Dear All,
I'm trying to speed-up my program for the DSP DM642. In particular, I'm using a DM642 Evaluation Module. I use the CCS Version: 5.1.1.00031.
My program contains a porting of the core of the OpenCV 1.1 to calculate the optical flow and homography of two images. A pure C language can be pretty heavy to compute, and I was looking how to optimize my code.
I read a lot of information and I opted to use the
C62x/C64x Fast Run-Time Support (RTS) Library, to boost the operations.
My questions are related to the example contained into the library, in particular about the computation time that I obtained once I enabled the clock from the code composer studio.
I configured the target as simulator and run the program both in debug and release mode (optimization level 3).

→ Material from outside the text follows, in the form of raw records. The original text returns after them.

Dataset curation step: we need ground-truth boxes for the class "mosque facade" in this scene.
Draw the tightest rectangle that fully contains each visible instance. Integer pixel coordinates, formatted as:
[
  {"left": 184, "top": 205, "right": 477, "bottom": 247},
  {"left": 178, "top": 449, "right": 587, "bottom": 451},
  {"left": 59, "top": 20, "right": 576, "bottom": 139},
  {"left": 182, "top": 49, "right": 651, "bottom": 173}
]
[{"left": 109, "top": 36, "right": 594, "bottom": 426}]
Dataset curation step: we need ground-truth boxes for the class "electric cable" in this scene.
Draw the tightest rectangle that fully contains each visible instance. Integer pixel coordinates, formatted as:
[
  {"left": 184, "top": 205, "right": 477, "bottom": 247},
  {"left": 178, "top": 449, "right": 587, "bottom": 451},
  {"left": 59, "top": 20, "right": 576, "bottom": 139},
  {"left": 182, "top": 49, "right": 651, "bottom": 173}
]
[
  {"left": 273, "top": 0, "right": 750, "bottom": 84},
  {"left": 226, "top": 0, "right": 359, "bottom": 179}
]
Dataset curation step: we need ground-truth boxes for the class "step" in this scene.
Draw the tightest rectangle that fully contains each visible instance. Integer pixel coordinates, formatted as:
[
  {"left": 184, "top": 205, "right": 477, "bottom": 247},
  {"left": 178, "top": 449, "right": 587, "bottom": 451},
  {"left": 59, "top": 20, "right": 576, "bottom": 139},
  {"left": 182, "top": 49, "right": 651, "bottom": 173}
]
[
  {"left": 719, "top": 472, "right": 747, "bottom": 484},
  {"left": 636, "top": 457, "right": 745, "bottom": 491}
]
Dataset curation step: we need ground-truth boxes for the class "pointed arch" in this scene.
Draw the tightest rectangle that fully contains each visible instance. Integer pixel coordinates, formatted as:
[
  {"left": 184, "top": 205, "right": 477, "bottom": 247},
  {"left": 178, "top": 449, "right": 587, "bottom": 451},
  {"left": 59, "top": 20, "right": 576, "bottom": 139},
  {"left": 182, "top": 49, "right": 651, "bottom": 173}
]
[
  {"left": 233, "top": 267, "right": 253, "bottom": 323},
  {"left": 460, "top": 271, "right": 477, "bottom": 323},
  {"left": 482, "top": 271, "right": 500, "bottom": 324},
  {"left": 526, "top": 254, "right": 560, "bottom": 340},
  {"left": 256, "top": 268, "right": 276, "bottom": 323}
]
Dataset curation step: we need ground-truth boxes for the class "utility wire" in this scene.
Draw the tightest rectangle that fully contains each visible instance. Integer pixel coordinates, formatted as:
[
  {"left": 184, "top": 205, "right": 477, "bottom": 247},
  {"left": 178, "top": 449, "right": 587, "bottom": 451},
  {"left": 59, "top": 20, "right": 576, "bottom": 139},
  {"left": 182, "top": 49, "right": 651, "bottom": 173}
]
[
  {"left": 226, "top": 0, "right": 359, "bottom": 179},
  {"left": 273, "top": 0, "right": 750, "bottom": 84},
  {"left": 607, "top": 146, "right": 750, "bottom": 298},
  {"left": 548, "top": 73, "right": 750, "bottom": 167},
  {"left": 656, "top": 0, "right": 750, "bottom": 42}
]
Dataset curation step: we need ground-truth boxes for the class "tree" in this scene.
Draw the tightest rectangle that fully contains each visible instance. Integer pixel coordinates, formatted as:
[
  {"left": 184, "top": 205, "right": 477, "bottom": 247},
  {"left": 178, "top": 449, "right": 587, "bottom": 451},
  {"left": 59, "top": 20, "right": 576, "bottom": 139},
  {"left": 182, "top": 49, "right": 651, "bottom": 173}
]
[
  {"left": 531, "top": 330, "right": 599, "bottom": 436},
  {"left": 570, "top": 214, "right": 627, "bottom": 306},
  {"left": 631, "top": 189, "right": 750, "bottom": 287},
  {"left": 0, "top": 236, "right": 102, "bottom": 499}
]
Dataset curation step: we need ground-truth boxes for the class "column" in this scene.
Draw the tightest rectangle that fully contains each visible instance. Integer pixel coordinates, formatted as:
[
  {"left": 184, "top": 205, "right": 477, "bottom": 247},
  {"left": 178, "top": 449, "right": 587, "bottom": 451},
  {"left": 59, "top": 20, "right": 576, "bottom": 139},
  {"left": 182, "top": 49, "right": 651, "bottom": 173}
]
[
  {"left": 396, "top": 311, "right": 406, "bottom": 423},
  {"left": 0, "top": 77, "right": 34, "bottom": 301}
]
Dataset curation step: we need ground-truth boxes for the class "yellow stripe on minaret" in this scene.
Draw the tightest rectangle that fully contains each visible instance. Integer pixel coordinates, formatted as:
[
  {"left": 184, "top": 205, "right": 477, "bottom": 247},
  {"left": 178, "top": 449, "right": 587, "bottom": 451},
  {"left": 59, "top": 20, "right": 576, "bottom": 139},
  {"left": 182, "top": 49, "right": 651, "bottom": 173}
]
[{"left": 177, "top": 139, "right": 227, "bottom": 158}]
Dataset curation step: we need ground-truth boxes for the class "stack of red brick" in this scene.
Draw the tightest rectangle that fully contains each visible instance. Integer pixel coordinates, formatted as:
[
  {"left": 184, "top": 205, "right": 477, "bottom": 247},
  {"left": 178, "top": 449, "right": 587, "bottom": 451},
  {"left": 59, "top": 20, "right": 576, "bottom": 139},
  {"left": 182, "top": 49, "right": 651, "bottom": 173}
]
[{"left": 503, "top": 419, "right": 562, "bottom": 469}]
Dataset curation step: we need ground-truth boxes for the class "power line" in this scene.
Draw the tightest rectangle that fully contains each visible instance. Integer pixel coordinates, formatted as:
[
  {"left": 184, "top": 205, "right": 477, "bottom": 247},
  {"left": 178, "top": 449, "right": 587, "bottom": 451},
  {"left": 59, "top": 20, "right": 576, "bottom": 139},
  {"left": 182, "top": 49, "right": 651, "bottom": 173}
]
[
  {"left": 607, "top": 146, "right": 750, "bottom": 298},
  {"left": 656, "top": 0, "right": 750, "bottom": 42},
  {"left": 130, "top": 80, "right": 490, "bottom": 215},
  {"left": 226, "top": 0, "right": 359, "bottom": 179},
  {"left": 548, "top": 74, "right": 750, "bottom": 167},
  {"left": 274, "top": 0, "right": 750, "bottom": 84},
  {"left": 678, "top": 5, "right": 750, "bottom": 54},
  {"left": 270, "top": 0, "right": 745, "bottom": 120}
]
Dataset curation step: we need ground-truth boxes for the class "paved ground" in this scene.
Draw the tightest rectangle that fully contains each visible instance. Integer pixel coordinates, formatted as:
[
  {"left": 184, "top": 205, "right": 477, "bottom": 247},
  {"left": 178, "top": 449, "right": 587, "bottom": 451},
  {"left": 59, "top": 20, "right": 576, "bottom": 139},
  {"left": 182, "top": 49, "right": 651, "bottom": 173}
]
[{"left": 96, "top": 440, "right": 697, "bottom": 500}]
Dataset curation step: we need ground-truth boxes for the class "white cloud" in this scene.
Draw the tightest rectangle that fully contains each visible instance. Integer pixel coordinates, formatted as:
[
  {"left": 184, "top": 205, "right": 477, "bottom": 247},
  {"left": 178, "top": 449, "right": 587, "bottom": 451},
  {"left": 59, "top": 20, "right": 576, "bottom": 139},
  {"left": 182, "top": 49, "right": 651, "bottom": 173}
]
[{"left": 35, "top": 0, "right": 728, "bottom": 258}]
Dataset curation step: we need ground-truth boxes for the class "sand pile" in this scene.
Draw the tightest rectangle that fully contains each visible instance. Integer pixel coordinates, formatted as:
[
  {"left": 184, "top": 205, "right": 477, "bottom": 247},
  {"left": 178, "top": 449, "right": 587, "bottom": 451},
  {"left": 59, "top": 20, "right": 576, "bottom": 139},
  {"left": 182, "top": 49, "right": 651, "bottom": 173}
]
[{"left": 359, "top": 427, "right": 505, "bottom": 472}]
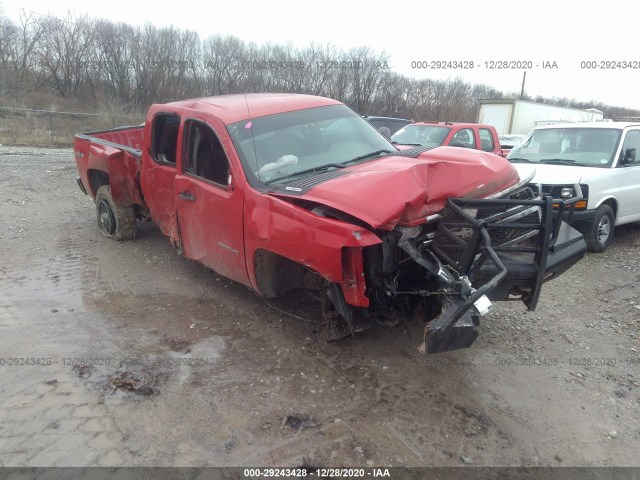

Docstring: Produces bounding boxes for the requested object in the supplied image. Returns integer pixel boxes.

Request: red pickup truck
[74,94,586,353]
[391,122,506,157]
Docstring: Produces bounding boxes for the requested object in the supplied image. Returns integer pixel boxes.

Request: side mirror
[622,148,636,165]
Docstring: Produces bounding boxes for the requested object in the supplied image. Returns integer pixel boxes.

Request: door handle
[178,192,196,202]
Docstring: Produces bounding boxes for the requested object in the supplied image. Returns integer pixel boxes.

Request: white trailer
[478,100,604,135]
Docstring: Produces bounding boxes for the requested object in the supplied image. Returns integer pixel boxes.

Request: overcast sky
[0,0,640,109]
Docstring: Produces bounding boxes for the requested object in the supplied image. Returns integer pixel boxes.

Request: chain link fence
[0,107,145,146]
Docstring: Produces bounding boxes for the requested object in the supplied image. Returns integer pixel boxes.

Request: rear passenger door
[617,129,640,222]
[175,116,248,284]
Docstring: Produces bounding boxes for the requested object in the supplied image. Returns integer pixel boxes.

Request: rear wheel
[585,205,615,252]
[96,185,136,240]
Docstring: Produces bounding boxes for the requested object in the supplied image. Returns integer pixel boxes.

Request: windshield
[228,105,396,183]
[507,128,621,168]
[391,125,451,147]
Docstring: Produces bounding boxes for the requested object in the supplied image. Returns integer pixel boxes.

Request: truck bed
[73,125,146,208]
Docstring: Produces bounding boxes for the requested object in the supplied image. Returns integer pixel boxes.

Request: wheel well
[87,170,109,197]
[253,249,322,297]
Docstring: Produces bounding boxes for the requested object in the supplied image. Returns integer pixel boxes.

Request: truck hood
[513,163,603,185]
[272,147,518,230]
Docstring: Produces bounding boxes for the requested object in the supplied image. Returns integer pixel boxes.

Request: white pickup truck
[507,122,640,252]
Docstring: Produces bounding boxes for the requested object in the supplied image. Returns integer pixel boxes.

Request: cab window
[183,120,229,187]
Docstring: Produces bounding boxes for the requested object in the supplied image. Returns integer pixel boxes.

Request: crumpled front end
[352,174,586,353]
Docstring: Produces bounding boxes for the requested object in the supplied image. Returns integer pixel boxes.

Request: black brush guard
[422,185,587,353]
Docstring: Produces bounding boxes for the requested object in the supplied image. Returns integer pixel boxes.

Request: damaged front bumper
[410,179,586,353]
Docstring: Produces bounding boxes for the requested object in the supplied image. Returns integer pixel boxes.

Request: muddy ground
[0,147,640,466]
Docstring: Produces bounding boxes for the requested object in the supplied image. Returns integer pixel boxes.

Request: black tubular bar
[427,228,507,335]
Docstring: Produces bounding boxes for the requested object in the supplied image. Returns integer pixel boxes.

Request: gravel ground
[0,147,640,467]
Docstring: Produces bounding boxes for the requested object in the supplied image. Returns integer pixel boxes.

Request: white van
[507,122,640,252]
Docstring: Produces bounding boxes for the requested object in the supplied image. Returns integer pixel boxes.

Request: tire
[585,205,615,252]
[96,185,136,240]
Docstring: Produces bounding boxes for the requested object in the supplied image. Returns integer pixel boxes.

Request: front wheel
[585,205,615,252]
[96,185,136,240]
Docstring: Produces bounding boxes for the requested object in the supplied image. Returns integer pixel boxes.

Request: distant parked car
[391,122,501,155]
[365,117,413,135]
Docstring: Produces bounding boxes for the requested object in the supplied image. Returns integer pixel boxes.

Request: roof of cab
[156,93,342,125]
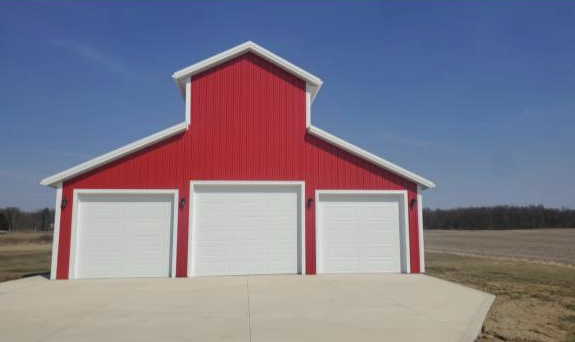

I compare the operations addsp_i, subsp_i, mpysp_i, divsp_i, recipsp_i
with +, -, *, /, 1./x
The computation time I got are the follows
Debug mode: +, -, *, /, 1./x
Pipelined addition time: 101.562500
Pipelined substraction time: 106.19
Pipelined multiplication time: 98.19
Pipelined division time: 328.25
Pipelined reciprocal time: 1394.88
Debug Mode: addsp_i, subsp_i, mpysp_i, divsp_i, recipsp_i
Pipelined addition time: 285.687500
Pipelined substraction time: 298.56
Pipelined multiplication time: 224.94
Pipelined division time: 646.56
Pipelined reciprocal time: 609.56
Release Mode: +, -, *, /, 1./x
Pipelined addition time: 78.250000
Pipelined substraction time: 82.88
Pipelined multiplication time: 74.75
Pipelined division time: 306.44
Pipelined reciprocal time: 1373.50
Release Mode: addsp_i, subsp_i, mpysp_i, divsp_i, recipsp_i
Pipelined addition time: 37.187500
Pipelined substraction time: 38.19
Pipelined multiplication time: 7.81
Pipelined division time: 59.13
Pipelined reciprocal time: 18.44
The results obtained with release mode suggest to use the Fast RTS library. However, I could not properly evaluate the performance with the emulator. I'm a novice and I would like to ask confirm if the Fast RTS with the DM642 should be fast as shown by the simulator.
Can You kindly confirm that the FastRTS will reduce the computation time, for similar operations, with the DM642?
Can you give me an advice about which library I should use to speed-up fixed points operations or which documentation I should read? The amount of information about this topic is pretty huge, and sometimes the information are dispersed (just in my opinion, as novice).
Thank you in advance for any help.
Regards,
Alessandro